Procedure for the Adjudication of Fracture Healing
If different surgeons evaluating the same patient arrive at similar conclusions about fracture healing, we will ensure excellent service to the patient. As a result, we made interobserver reliability our main evaluation focus while also investigating intraobserver variability. The study designer randomly uploaded the 94 digital radiograph sets to a secure, password-protected electronic adjudication platform system for online display. All reviewers received training in using the system and RUSH scoring to view and access X-ray photographs. Observers had 14 days to review these imaging data on the electronic adjudication platform and complete a fracture healing assessment for each case. Their judgments are independent, and reviewers are irrelevant to colleagues' reviews.

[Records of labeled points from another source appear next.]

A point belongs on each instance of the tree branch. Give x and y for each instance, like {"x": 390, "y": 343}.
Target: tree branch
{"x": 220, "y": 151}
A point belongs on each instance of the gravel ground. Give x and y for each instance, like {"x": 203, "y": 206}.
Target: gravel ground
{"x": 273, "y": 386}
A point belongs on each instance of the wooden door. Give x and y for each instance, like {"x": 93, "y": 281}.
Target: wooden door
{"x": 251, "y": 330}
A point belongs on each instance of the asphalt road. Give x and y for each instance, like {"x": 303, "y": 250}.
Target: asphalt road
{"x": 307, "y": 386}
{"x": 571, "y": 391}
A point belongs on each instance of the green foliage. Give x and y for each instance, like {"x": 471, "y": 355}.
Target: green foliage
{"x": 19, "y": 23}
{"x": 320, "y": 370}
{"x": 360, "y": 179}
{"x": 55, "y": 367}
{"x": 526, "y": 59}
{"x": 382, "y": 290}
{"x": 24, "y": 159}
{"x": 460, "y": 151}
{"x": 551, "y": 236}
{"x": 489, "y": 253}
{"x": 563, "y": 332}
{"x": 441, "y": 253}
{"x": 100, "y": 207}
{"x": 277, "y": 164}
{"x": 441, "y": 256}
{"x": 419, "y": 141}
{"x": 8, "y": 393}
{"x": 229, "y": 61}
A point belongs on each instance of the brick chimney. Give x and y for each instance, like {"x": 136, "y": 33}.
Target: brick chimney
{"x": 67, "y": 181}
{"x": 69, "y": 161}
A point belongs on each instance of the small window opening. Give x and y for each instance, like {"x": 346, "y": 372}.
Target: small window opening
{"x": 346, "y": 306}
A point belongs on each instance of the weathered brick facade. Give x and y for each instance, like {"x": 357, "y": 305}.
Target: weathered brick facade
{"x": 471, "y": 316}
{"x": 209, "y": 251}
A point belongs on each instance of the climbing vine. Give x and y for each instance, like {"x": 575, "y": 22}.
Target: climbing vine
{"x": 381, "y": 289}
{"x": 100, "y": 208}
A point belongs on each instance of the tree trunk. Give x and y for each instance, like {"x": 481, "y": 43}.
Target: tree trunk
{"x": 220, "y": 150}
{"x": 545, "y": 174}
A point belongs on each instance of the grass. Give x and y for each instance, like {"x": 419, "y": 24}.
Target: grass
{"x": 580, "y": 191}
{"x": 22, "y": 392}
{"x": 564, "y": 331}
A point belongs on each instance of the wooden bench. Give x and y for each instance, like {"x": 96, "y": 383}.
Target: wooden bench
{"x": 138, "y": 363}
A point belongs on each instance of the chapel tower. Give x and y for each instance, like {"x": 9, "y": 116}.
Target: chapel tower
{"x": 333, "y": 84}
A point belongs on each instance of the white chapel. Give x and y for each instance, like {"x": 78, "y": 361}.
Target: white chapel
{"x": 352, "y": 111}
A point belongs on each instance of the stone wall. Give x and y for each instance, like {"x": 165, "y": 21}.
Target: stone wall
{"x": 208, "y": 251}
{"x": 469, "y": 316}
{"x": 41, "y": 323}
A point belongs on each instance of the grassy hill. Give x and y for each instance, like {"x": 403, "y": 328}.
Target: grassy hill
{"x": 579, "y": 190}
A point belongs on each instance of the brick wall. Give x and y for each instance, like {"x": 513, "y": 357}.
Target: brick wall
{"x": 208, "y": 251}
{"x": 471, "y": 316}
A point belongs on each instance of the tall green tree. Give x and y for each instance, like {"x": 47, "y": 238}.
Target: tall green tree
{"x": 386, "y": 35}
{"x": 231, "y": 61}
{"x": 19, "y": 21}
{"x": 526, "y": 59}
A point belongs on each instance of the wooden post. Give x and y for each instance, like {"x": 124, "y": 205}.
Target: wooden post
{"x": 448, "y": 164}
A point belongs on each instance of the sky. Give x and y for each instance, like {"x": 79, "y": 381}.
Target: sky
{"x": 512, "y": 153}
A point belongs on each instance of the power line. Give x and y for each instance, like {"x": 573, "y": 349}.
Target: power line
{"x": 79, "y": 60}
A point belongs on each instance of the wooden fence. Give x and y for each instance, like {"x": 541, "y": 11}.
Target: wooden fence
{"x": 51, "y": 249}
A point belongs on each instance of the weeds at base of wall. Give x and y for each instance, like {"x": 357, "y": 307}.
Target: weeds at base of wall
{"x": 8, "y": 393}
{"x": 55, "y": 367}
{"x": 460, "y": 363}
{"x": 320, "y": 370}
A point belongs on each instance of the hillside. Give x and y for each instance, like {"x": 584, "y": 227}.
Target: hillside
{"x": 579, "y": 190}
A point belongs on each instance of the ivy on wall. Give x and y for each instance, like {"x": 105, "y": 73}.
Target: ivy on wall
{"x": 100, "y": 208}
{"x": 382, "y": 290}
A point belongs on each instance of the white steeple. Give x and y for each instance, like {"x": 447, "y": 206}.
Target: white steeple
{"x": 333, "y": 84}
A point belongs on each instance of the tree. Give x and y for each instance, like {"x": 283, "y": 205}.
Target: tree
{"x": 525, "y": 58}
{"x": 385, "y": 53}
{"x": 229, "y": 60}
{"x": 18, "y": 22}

After four weeks, the study designer (ZTJ) selected 47 of the original 94 image files, rerandomized them, and uploaded them. We gave the reviewers an additional two weeks to reevaluate the imaging data. The questionnaires from the two assessments were gathered and summarized in a table. The study designer arranged a consensus meeting involving all reviewing doctors and disclosed the timing of follow-up and serial follow-up radiographs of the same case. Ultimately, the participants reached a consensus on whether the fractures had healed based on the provided imaging data for each group.
Data Analysis
The formula [2× (number of reviewers)2] is usually used for sample size calculation in consistency studies(12). We had six observers; the sample size requirement was 72 cases (2×62). According to the above sample size requirements, the sample size of 94 sets of image data is sufficient to achieve good statistical accuracy. We used the Fleiss-kappa (κ) coefficient to evaluate the consistency of multiple reviewers' subjective judgments on fracture healing. As the RUSH score is a continuous variable ranging from 10 to 30, the intraclass correlation coefficient (ICC) was employed to assess the consistency among observers. Both kappa (κ) and ICC values range from − 1.00 (indicating absolute disagreement) to 1.00 (indicating total agreement). According to the guidelines proposed by Landis and Koch, kappa values between 0.00 and 0.20 are categorized as poor agreement, 0.21 to 0.40 as fair agreement, 0.41 to 0.60 as moderate agreement, 0.61 to 0.80 as substantial agreement, and 0.81 to 1.00 as almost perfect agreement(13). Finally, we conducted regression analysis and ROC analysis to explore the possibility of optimizing the RUSH scoring criteria, specifically the overall score, the overall score for cortical bone items, and the overall score for cancellous bone items.